Slight confusion in building the Cost function of a DNN


Below is an image of the Cost function in the programming assignment of Course 1, Week 4 of the Deep Learning specialisation.

I was confused about the AL and Y notation. Don’t the capital letters denote all the layers in the Neural Network? If this is the case, why are we summing the cost when we are already calculating it for the ultimate activation (AL or yhat)?

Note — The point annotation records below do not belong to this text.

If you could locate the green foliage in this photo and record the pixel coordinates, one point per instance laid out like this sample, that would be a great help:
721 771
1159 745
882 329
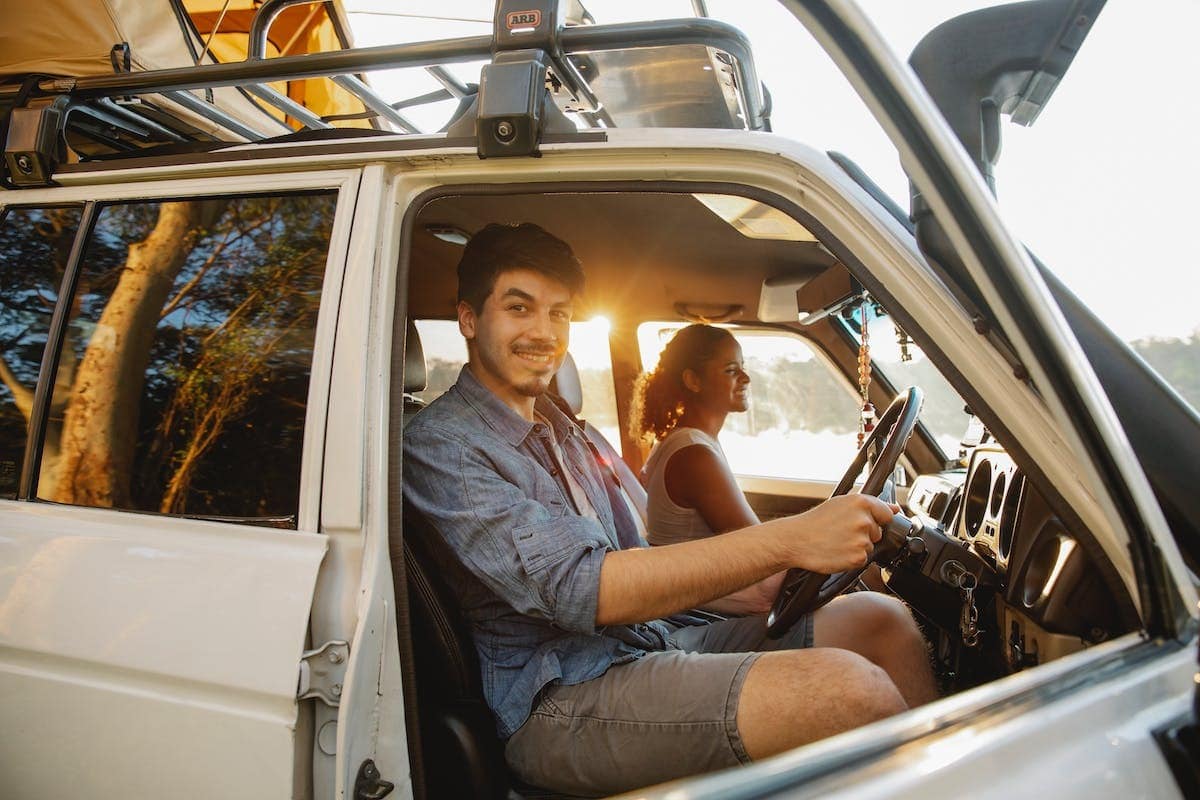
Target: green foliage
1177 361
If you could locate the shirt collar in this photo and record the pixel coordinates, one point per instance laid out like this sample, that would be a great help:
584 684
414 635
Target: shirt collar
508 423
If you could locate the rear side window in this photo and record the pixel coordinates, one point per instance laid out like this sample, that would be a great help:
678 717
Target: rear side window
35 245
183 380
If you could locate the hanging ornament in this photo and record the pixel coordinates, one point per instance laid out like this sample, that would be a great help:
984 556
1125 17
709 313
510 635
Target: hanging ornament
904 341
867 420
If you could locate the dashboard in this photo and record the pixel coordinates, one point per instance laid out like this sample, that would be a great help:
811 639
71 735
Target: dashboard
1036 588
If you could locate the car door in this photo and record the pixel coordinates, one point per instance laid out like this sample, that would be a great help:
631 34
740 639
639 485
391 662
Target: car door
166 352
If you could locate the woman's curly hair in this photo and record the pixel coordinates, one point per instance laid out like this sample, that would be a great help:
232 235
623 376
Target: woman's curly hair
659 396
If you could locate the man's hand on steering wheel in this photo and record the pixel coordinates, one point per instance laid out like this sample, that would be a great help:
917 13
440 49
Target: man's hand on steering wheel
858 517
803 590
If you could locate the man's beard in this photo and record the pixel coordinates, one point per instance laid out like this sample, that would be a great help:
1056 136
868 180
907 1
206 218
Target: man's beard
533 388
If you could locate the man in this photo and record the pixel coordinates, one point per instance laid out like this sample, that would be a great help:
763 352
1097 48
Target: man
599 680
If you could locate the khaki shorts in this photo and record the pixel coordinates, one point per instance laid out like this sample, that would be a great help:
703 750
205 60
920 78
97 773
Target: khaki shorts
663 716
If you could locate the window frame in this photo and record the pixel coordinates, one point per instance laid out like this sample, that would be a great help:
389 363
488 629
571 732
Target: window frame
343 182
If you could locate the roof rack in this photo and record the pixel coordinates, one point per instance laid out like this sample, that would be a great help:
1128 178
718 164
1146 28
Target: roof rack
539 64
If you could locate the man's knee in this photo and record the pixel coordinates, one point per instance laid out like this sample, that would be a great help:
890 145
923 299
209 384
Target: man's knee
882 619
864 690
826 690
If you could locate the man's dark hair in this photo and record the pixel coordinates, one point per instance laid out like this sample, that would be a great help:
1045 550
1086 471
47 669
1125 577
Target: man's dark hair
498 248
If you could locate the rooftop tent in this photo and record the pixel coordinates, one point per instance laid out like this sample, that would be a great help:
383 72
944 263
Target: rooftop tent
77 37
297 30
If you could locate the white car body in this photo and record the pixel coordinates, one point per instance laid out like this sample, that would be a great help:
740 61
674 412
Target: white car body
144 655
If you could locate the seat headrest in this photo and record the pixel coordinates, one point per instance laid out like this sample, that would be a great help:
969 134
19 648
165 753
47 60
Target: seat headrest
414 361
567 384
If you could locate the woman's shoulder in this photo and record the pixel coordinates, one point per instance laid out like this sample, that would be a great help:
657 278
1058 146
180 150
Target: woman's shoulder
679 439
684 437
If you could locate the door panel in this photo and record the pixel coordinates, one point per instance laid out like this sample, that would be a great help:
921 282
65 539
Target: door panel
149 656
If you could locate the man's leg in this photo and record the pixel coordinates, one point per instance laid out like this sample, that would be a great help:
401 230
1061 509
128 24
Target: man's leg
796 693
793 697
880 629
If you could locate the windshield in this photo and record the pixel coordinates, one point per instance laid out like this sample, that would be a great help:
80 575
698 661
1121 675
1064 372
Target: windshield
1101 196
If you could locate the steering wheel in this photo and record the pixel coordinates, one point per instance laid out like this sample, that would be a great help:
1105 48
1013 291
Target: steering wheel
802 591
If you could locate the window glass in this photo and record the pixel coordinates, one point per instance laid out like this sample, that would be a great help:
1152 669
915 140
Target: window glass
445 352
803 419
943 413
35 245
184 377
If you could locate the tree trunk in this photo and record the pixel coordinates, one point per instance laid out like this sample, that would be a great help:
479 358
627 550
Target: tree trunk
100 427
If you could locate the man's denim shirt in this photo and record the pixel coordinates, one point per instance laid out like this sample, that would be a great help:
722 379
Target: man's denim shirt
487 481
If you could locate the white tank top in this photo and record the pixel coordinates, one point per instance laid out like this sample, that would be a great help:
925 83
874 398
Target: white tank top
667 522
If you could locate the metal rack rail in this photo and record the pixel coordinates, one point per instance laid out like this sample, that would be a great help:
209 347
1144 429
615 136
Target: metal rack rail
561 48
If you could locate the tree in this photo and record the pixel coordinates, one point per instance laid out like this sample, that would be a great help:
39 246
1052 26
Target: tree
99 429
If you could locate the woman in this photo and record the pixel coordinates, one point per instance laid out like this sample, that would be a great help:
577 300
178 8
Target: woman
682 405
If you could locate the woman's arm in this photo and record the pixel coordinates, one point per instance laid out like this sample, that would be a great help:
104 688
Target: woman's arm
697 477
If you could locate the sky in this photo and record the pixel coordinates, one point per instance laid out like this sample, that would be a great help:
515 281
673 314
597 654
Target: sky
1098 187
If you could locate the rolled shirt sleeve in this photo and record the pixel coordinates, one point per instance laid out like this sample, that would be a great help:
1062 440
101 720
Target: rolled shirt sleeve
534 554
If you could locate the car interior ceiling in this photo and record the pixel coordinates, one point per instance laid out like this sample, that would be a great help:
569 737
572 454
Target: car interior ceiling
667 257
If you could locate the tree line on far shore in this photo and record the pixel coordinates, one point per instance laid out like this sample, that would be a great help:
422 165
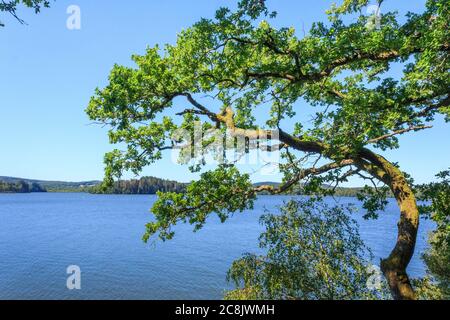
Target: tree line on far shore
20 187
144 185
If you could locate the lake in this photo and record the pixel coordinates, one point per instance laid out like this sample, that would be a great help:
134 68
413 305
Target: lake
42 234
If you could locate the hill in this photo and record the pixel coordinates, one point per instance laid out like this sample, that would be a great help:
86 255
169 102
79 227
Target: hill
53 186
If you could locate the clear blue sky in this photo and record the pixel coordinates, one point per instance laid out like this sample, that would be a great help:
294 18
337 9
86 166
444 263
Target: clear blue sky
48 73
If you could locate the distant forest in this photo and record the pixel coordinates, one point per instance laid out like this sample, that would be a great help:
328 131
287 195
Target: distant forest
20 187
145 185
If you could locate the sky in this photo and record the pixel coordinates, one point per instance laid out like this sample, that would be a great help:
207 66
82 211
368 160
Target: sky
48 74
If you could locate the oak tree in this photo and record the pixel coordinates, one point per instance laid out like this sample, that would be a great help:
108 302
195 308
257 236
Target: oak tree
230 71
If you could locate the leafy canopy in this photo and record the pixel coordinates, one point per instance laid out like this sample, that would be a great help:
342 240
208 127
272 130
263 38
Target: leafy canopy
314 251
10 6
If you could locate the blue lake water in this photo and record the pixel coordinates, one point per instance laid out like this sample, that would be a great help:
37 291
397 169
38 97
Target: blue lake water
42 234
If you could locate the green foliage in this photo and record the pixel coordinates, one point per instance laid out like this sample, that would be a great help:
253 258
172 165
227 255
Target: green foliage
314 251
10 6
20 187
437 258
240 61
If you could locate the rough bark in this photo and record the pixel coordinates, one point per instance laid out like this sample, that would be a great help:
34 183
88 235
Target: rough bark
394 266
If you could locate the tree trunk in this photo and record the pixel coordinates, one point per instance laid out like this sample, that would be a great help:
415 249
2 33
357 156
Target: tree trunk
394 266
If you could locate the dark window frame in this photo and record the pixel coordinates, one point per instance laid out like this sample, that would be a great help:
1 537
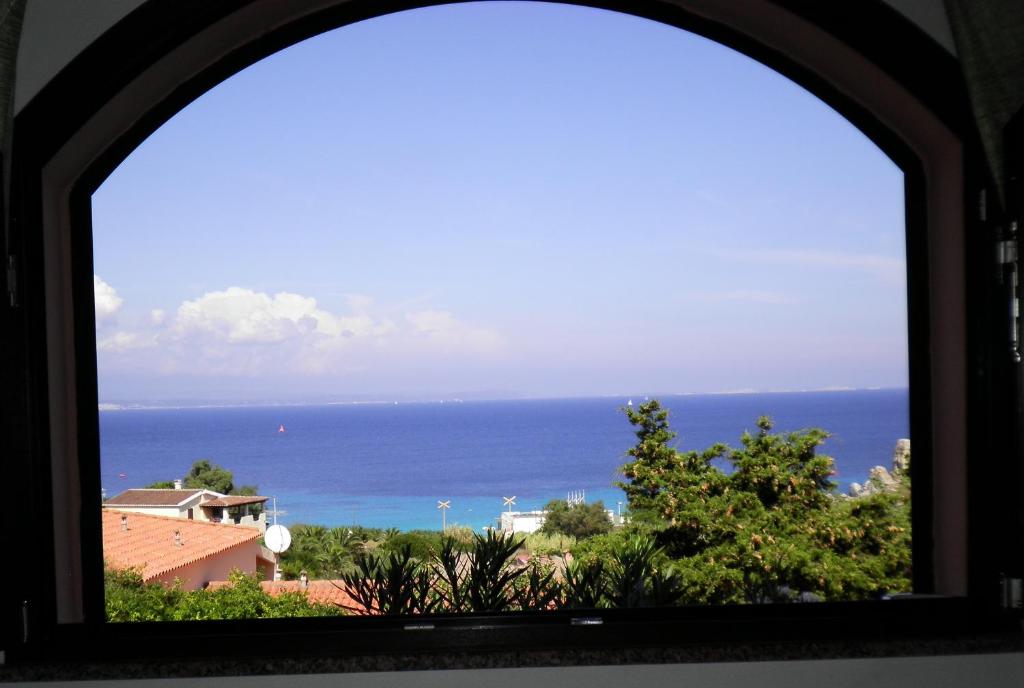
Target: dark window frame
140 44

{moderator edit - solution code removed}


The convention that Prof Ng uses is that capital letters represent matrices with multiple samples. When he means a single sample or result from a single sample, he uses lower case letters. So AL is the activation output of the final layer of the network, so it is a 1 x m vector, where m is the number of input “samples”. Then Y is the corresponding label values for those same samples. That means Y is also a 1 x m vector. This is independent of how many layers there are in the network: when we are computing the cost, it is only based on the output of the final layer of the network. Of course those values depend on what happens in the previous layers, but that is history by the time you get to the point of computing the cost.

BTW you filed this under General Discussion. You do say in the post that it’s about Week 4 of DLS Course 1, but you’ll have better luck getting responses in general if you file things in the relevant categories. I’ll move the thread for you to the right category (using the little “edit pencil” on the title). These forums cover a lot of different courses and specializations at this point. :nerd_face: